The personalized medicine dream in multiple myeloma is to be able to find specific treatments for each patient's kind of myeloma. For a small group of myeloma patients with the 11;14 translocation, this dream could become a reality. A translocation is when parts of the DNA unlink and join back together in the wrong position. For example, part of the 11 gene goes to the 14 gene and visa versa.
The BCL-2 inhibitor venetoclax is the first such inhibitor to target a particular translocation. In early studies, it was tested in myeloma patients with a variety of myeloma genetics and was found to have the greatest impact for those patients with the 11;14 translocation.
An early Phase I clinical trial has now shown the safety of a 1200 mg/day dose of venetoclax for relapsed/refractory patients, according to a recent article in Blood
. Responses occurred predominently in t(11;14) patients and those with a favorable genetic profile.
Time to progression was also evaluated. Those with no t(11;14) had a median time to progression of 1.9 months while the t(11;14) patients had a median time to progression of 6.6 months. Both groups had a median duration of response of 9.7 months.
“The oral BCL-2 inhibitor venetoclax at a daily dose up to 1,200 mg demonstrated single-agent anti-myeloma activity in patients with relapsed/refractory multiple myeloma positive for t(11;14), for whom multiple prior lines of therapy have failed,” wrote Shaji Kumar, MD, of the Mayo Clinic in Rochester, Minnesota, and colleagues. “Venetoclax has a unique mechanism of action and may offer a novel biologic-driven approach in multiple myeloma.”

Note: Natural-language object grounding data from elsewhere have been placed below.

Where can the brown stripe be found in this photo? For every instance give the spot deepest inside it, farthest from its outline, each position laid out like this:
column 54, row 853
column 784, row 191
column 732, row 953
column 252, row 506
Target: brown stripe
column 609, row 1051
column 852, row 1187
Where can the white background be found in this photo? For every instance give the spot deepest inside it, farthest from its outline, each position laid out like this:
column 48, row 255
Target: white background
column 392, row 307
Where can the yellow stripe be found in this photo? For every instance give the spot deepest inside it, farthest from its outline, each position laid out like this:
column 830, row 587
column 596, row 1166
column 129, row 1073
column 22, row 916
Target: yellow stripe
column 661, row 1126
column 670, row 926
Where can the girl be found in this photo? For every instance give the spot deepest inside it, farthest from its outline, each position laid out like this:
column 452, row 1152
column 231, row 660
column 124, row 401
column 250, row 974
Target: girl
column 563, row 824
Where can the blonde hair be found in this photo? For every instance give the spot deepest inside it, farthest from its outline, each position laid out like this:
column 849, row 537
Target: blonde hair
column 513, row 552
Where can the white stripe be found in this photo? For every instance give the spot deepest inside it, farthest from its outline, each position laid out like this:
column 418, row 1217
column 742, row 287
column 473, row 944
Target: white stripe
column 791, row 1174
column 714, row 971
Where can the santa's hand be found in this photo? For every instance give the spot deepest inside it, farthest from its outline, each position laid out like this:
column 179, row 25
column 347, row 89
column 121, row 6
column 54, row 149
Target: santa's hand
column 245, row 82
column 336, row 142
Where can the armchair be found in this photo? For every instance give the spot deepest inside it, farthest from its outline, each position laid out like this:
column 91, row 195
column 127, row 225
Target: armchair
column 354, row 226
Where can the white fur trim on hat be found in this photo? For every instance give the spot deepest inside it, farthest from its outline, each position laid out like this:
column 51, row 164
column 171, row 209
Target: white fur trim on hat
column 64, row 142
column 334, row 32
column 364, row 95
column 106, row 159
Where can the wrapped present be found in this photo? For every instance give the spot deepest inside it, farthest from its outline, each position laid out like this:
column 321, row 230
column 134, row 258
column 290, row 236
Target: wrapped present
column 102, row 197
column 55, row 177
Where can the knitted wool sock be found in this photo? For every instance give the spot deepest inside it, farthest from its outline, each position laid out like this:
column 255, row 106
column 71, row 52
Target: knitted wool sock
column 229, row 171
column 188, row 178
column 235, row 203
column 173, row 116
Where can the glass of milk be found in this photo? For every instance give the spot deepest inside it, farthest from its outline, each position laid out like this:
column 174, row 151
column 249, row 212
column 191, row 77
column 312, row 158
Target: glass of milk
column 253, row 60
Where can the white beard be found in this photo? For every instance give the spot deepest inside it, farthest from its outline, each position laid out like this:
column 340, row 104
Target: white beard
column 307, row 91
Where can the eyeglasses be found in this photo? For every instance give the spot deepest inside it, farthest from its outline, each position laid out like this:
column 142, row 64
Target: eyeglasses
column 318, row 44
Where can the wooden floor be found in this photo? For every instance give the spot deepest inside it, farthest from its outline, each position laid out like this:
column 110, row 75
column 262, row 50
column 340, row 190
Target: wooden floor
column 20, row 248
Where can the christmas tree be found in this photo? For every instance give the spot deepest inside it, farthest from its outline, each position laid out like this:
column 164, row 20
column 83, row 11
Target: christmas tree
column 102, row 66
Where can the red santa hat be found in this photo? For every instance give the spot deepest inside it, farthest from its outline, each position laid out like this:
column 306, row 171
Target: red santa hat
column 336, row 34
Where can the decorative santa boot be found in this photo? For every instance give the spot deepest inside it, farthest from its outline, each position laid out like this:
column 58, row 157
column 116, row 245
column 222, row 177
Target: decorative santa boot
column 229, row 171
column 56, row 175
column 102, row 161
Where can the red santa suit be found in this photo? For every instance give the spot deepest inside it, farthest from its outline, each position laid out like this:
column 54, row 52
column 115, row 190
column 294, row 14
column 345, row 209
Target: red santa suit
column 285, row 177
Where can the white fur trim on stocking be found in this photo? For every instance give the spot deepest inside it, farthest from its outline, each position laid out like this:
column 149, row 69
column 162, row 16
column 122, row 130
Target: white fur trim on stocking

The study involved 30 patients who received venetoclax monotherapy at either 300-, 600-, 900-, or 1,200-mg doses. All patients had a 2-week lead-in with weekly dose escalation. Thirty patients participated in the dose-escalation cohorts, and 36 participated in the 1,200-mg safety expansion cohort. The median age of patients was 63 years.
Patients had received approximalty five prior lines of therapy. The overall response rate for all patients was 21% while the t(11;14) was an overall response rate of 40%.

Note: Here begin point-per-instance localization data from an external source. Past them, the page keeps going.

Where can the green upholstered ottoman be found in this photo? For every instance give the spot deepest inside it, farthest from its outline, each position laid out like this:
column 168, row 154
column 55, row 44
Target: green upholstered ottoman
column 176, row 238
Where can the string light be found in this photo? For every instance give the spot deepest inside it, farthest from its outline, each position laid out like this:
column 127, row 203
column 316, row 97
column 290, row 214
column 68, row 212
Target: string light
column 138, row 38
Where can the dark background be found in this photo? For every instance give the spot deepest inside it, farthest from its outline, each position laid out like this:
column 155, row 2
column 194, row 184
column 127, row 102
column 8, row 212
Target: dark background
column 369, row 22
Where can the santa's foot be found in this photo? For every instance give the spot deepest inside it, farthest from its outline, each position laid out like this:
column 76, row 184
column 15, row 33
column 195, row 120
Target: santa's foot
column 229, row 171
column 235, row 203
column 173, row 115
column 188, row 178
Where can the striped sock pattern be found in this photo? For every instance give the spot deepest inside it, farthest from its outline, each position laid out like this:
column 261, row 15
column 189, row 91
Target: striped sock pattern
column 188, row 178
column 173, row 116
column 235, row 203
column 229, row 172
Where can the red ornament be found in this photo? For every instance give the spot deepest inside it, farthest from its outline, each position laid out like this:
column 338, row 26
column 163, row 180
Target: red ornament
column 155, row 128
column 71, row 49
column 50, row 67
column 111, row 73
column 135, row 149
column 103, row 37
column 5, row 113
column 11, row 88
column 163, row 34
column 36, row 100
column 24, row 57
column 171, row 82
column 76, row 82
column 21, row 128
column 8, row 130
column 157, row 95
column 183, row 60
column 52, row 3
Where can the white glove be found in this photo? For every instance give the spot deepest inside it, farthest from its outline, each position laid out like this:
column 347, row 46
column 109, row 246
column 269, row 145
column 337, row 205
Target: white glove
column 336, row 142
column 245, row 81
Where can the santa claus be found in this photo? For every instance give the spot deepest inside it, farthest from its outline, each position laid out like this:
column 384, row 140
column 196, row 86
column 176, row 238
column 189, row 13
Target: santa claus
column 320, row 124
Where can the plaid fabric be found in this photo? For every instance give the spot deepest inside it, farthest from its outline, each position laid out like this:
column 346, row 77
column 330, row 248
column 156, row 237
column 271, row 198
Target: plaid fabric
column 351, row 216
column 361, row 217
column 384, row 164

Prior number of therapies didn't seem to affect the response to venetoclax for t(11;14) patients. The overall response rate was 22% in patients with one to three prior therapies compared with 48% in patients who had four or more.
Researchers noted that overall, the venetoclax treatment was well tolerated.

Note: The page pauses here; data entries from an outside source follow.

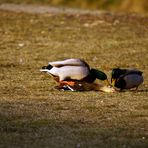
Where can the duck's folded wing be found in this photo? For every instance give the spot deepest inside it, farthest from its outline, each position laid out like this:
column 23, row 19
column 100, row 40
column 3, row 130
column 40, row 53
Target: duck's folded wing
column 133, row 71
column 69, row 62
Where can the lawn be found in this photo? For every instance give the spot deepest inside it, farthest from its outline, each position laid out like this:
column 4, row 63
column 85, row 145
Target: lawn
column 33, row 114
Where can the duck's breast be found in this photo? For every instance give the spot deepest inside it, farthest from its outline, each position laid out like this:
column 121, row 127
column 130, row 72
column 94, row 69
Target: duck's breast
column 133, row 80
column 73, row 72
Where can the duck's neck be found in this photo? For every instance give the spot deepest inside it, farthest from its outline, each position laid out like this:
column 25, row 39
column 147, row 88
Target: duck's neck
column 98, row 74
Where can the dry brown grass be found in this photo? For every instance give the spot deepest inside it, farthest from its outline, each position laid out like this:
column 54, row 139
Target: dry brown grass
column 33, row 114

Most common adverse events included mild gastrointestinal symptoms (nausea [47%], diarrhea [36%], vomiting [21%]). Cytopenias were the most common grade 3/4 events, with thrombocytopenia (32%), neutropenia (27%), anemia (23%), and leukopenia (23%) reported.
The power of venetoclax for t(11;14) patients is expected to increase as it is added to other standard myeloma therapies in future clinical trials.